А между тем мой фильм о Мичурине сказал бы советскому (всем!) зрителю, ей-богу, много более, чем все наши камеры пыток на экране, именуемые фильмами на военном материале, с убийством детей, женщин, и криком, и ужасом, и жестокостью, которых у нас и так с избытком в нашей жизни. О человеке, о жизни, о труде и благородстве высокой цели.
31-I-45
Сегодня годовщина моей смерти. Тридцать первого января 1944 года я был привезен в Кремль. Там я было изрублен на куски, и окровавленные части моей души были разбросаны на позор и глумление по всем сборищам. Все, что было злого, недоброго, мстительного, все топтало и поганило меня. Я держался год и упал. Мое сердце не выдержало груза неправды и зла. Я родился и жил для добра и любви. Меня убила ненависть и зло великих как раз в момент их малости.
14-IV-45
Сегодня пятнадцатая годовщина смерти «величайшего поэта нашей эпохи Владимира Маяковского». Как грустно вспоминать, что величайший поэт нашей эпохи покинул нашу эпоху. Вспоминаю, как в канун самоубийства мы сидели с ним в садике дома Герцена, оба в тяжелом душевном состоянии, я по поводу шельмования, устроенного в отношении моей «Земли», он же был обессилен рапповско-спекулянтско-людоедскими бездарями и пронырами. «Заходите завтра ко мне днем, давайте посоветуемся, может, нам удастся создать хоть небольшую группу творцов в защиту искусства, потому что то, что делается вокруг, — невыносимо, невозможно». Я обещал прийти и пожал в последний раз его огромную руку. На другой день, в воскресенье, собираясь к нему с Юлей, я услышал жуткую новость, которая так укоренилась в нашей культуре смертников-художников.

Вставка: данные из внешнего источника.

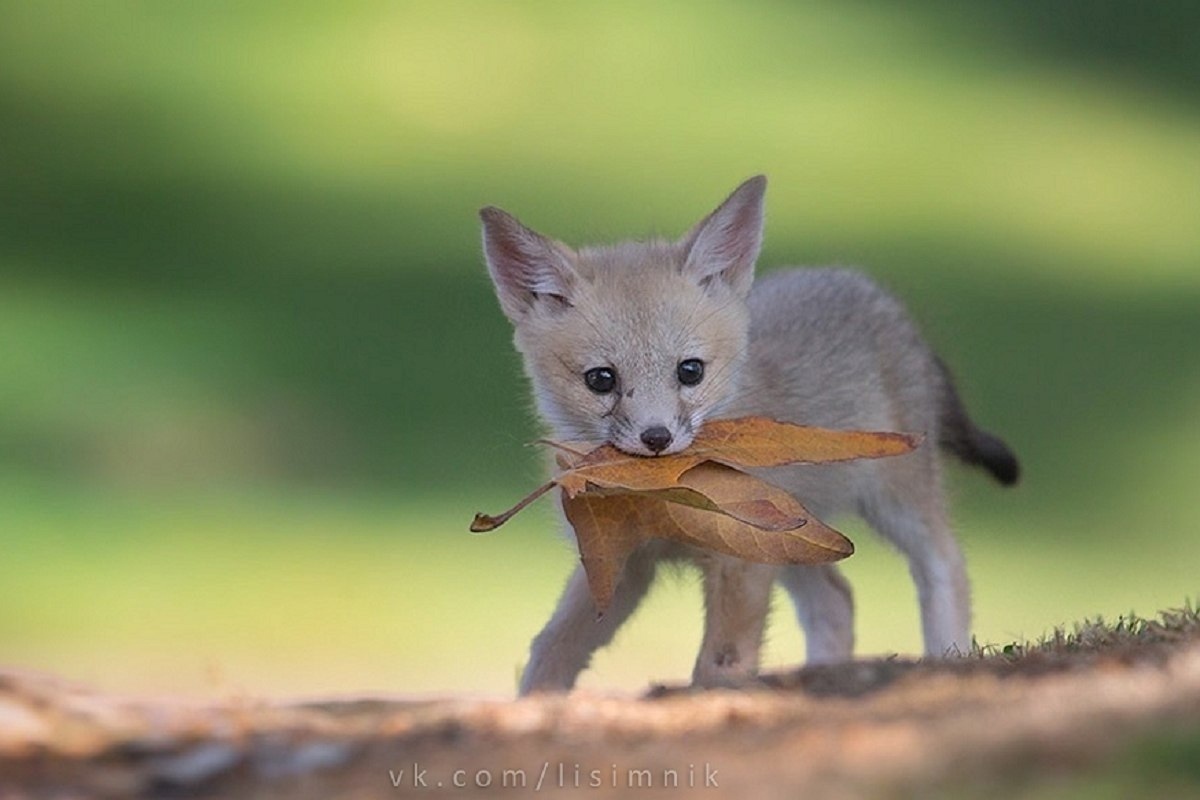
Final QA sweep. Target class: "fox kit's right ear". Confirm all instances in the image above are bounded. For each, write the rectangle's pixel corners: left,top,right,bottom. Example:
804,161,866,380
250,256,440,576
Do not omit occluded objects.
479,206,578,323
682,175,767,297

Прошло пятнадцать лет. Недавно в кремлевской больнице престарелая духовная попрошайка Демьян Бедный встретил меня и говорит: «Не знаю, забыл уже, за что я тогда обругал вашу „Землю“. Но скажу вам — ни до, ни после я такой картины уже не видел. Что это было за произведение подлинного большого искусства».
Я промолчал. Эта скотина своей «критикой» продажного хама, которая оседлала мою «Землю», привела меня на край могилы, отняла 10 лет жизни и надолго сделала меня несчастным, гонимым. Я чуть было тогда не последовал за великим поэтом.
Довженко А. Дневниковые записи. Харьков: Фолио, 2013.